Australians use the term, ‘take away.’  In America I got used to hearing the term ‘take out.’ We Aussies ‘stand in a line –or a queue.’ In America I learned to get ‘on line.’

I feel a list coming on here:

American schools have hallways.
Australian schools have corridors.
Americans walk to the right
Australians walk to the left
Americans gone on vacation
Australians go on holidays
American say closet
Australians say cupboard
Americans say Weed-Whacker
Australians say Whipper-Snipper
Americans say Check Please
Australians say Bill please
Americans check items on a list
Australians tick items on a list
Americans end a sentence with a period
Australians end a sentence with a full stop
Americans say mail box
Australians say pigeon hole
Americans say flip flops
Australians say thongs
American s say SUV
Australians say 4 wheel drive
Americans say downtown
Australians say CBD
Americans say frosting
Australians say icing
Americans say cookies
Australians say bikkies(biscuits)

I’m sure there are others. These subtle differences keep us alert.  Language is a fascinating and pliable thing. We bend it to suit our needs. In some ways this slice is a travel alert for those moving in either direction.


  1. This brought back memories of my time in the US too. I remember the toilet water in the bowl being so high and swirling not flushing down and the light switches flicking up not down. Everything seemed topsy turvy, even the glad wrap you pull up against the blade not down. Great list. :)
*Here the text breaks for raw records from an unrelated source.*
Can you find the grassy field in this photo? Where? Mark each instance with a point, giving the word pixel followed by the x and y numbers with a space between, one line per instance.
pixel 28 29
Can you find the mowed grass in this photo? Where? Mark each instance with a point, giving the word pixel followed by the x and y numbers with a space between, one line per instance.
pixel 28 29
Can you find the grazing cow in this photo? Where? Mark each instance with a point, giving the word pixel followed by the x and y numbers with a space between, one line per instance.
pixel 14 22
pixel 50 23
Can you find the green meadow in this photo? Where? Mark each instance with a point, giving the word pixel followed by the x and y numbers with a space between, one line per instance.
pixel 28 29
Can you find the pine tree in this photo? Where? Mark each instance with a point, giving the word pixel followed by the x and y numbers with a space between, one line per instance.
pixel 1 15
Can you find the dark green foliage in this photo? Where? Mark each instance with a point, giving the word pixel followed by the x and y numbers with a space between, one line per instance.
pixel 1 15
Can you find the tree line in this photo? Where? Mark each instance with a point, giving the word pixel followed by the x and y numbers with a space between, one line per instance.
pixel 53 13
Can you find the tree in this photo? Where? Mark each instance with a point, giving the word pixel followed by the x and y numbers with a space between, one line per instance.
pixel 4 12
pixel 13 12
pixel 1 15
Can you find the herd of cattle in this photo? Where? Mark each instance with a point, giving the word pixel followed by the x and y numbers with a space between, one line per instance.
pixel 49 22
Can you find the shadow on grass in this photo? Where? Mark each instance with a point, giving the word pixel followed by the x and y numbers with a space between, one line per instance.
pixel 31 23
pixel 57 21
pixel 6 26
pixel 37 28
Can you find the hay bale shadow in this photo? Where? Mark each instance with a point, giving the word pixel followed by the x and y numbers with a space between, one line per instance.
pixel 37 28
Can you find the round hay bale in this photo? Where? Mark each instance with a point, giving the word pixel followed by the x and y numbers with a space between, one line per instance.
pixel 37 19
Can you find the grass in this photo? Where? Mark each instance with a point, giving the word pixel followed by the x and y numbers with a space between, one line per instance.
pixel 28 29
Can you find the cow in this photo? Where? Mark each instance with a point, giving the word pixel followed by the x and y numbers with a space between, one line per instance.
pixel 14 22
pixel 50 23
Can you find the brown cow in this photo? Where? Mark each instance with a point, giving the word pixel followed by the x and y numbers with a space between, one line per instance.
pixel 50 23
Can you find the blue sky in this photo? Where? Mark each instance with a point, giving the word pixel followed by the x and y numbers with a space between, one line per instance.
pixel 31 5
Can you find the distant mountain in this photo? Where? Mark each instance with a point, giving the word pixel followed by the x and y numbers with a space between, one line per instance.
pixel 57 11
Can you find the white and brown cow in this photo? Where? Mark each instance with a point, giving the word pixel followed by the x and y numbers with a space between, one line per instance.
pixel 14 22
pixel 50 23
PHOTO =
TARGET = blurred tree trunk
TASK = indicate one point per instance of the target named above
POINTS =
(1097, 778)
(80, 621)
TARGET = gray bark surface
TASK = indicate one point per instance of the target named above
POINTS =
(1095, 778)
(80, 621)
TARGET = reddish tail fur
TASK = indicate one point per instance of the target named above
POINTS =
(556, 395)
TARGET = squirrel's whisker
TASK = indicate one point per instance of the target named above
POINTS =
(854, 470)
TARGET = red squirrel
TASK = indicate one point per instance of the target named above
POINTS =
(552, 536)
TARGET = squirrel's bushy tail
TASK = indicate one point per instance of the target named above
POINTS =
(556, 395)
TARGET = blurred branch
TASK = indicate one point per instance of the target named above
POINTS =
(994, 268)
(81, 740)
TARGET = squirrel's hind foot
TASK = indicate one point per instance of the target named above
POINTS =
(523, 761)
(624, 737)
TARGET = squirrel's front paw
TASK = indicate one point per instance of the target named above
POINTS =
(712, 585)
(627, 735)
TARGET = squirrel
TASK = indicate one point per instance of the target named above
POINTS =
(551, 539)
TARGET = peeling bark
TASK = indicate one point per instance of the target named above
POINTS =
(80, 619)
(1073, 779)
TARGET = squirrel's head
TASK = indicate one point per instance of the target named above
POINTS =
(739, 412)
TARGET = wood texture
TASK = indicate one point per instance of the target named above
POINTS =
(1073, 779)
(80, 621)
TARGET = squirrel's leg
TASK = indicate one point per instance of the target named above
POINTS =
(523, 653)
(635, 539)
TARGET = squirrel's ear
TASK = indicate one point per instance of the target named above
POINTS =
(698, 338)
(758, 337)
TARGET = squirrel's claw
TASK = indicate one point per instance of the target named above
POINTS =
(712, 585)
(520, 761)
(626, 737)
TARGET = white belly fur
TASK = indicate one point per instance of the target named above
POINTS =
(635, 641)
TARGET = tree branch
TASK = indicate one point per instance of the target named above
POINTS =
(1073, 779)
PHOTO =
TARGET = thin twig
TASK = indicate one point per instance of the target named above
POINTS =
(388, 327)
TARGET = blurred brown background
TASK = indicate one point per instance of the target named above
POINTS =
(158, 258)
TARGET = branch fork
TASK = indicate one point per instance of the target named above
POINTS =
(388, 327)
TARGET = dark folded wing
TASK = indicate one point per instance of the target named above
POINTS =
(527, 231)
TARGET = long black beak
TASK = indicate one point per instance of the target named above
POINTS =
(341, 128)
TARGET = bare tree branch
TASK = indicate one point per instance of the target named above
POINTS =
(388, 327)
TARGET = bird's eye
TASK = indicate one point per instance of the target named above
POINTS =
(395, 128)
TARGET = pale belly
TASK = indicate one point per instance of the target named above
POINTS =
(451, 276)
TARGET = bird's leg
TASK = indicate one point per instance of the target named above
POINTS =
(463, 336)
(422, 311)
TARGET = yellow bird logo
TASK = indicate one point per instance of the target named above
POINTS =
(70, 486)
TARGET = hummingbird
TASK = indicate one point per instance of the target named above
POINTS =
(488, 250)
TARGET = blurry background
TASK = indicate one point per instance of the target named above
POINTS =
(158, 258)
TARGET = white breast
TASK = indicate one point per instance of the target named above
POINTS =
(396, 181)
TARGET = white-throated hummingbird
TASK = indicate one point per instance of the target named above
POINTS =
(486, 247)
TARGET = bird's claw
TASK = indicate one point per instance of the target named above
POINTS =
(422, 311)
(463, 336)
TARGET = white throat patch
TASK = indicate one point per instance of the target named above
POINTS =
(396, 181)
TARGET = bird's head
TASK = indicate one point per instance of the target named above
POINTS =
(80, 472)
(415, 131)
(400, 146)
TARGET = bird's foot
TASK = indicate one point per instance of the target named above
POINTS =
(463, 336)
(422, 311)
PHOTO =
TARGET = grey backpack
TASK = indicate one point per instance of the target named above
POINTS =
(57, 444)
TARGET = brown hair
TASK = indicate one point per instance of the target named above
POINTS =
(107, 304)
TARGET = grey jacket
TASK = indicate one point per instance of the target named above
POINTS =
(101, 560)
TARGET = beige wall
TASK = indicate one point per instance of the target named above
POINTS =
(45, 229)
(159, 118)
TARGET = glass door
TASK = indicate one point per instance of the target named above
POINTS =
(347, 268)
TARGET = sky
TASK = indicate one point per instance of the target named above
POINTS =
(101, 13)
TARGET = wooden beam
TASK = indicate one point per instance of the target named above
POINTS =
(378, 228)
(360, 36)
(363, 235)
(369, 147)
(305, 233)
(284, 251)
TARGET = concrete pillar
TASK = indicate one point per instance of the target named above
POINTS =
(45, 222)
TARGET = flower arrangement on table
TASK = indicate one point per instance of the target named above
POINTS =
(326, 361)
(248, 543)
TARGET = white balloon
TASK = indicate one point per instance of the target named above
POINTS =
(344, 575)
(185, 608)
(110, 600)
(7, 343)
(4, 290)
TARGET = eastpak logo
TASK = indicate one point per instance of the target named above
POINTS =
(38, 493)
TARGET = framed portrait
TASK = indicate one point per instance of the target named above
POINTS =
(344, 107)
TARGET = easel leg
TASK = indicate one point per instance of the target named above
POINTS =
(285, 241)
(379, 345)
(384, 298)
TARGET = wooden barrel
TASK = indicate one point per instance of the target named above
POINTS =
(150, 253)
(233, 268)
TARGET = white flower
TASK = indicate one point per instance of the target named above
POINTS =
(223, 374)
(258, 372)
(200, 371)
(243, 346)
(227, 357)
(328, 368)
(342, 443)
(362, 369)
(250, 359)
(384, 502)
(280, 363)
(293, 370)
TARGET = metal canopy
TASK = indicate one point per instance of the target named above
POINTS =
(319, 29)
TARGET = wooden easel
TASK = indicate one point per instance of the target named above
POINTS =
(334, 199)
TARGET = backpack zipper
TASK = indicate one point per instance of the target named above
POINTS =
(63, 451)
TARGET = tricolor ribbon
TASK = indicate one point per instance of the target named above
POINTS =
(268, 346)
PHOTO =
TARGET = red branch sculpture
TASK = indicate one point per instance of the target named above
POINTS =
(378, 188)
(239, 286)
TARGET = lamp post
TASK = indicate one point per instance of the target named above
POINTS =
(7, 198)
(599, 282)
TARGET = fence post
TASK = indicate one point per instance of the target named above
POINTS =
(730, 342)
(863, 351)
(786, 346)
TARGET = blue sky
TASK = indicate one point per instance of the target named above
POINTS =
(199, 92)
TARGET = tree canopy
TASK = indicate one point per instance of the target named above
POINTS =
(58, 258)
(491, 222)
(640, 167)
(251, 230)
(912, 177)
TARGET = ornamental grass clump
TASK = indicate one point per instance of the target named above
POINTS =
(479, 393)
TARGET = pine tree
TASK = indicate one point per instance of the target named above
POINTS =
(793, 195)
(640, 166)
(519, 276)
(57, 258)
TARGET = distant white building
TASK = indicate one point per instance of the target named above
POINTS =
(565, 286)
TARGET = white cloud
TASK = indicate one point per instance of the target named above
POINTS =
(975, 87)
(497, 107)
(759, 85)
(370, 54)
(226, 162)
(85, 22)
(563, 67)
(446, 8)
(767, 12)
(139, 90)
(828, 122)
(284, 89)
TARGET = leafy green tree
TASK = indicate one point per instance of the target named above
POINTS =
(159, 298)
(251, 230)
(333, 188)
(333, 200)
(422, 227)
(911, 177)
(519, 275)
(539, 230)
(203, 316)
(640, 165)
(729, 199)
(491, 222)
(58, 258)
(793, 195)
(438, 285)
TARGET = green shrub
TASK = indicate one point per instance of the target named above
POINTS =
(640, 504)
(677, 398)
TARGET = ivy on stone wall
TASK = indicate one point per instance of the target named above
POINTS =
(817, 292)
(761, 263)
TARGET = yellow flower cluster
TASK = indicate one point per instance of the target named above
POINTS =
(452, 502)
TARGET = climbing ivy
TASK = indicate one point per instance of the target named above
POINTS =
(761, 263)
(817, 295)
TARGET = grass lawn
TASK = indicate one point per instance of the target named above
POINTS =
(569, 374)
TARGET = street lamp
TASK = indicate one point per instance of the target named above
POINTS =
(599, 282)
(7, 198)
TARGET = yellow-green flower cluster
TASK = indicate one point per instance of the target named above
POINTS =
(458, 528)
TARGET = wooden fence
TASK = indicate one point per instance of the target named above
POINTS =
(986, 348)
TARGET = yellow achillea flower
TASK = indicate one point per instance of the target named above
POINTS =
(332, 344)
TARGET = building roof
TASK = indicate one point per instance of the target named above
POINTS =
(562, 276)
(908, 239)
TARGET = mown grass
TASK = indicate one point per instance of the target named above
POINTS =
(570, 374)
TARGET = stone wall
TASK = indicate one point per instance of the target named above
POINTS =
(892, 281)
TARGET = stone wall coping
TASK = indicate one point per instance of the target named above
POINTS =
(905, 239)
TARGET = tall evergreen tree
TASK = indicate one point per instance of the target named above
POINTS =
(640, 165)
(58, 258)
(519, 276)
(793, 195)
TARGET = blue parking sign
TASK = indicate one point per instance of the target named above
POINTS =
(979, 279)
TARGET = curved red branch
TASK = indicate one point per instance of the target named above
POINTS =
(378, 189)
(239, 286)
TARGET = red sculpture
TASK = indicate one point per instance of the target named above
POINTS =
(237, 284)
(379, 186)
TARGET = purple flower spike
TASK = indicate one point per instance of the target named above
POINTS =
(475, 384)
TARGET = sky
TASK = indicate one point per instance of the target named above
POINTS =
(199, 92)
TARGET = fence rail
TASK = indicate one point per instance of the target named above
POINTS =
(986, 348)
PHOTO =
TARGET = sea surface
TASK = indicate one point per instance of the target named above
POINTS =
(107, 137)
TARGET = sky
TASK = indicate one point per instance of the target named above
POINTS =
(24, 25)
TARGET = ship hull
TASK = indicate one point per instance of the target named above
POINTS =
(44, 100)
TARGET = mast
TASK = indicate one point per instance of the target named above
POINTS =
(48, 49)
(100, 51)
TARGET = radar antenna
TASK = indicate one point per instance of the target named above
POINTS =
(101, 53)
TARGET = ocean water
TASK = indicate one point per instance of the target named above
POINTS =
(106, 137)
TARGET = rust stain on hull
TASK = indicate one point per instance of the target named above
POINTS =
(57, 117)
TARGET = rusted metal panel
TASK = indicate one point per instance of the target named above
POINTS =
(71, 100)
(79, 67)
  2. Yes, there are some subtle differences. One I remember was porridge instead of oatmeal. I didn't know if I wanted to order porridge. I thought it would be something a little runny, not my idea of oatmeal. As I recall, I selected a different item from the menu.

  3. Oh dear,
    I am so glad you told me the differences. I was about to tell you about the mistake in your first sentence. It should be on Main Street, not in Main Street.
    However, now I see what you said if acceptable. My view of language is so limited. having only lived in The United States.
    Thank you so much for helping me learn new words and expresssions.
    All the best,
    Love Pooh
    (mmy typist, Mrs. Hodges is having porridge for breakfast today. She grew up in Canada, and uses some of the same words.)

  4. I like the whipper-snipper so much better than a weed whacker! This was a fun post to read!

  5. Language is so much fun, isn't it! I grew up in Northeastern part of the US, and I've always said "waiting in line." Then, when I lived in New York City, everybody said "waiting on line" and I could never get used to it, even after 10 years!